O estado mais violento é Aragua, na região central do país, a uma hora de carro da capital, Caracas. Sua taxa de homicídios é o dobro da nacional e a maior parte tem a ver com as chamadas mortes “por resistência à autoridade”. No início de dezembro, o assassinato de um adolescente de 13 anos que liderava uma gangue criminosa colocou em evidência o grau de penetração do crime na região. Além disso, o diretor do Observatório Venezuelano da Violência observa que outros estados como Sucre, na costa leste da Venezuela, e Trujillo, perto da Colômbia, começaram a aparecer neste ano entre os mais violentos por causa da expansão do tráfico de drogas.

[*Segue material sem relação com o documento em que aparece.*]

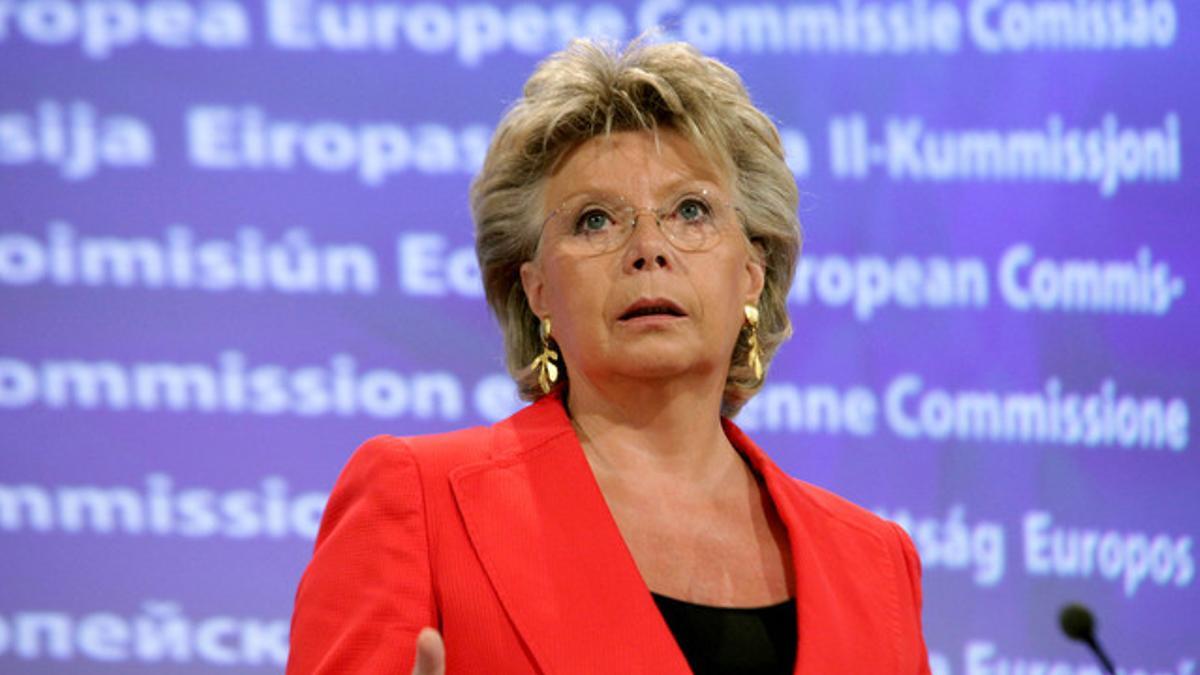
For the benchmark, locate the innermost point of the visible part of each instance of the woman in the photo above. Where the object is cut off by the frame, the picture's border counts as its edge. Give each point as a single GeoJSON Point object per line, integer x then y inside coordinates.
{"type": "Point", "coordinates": [637, 236]}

As organizações criminosas na Venezuela, detalha Briceño León, tornaram-se mais rurais, assumindo nuances de guerrilha. E a produção agroalimentar tornou-se o novo butim do crime, o que provocou o aumento do seu preço final devido aos custos associados à segurança. “Não se trata de um fenômeno puramente urbano. Agora vemos gangues criminosas localizadas em áreas rurais, que saem às estradas e outras cidades para roubar, por isso vemos um vínculo importante entre o crime e as estradas do país”, conclui o pesquisador. “Por exemplo, na estrada para o leste, caminhões que transportam cargas são escoltados e se estão vazios, circulam com as portas do baú abertas para mostrar que não levam nada, evitando serem assaltados pelas gangues”.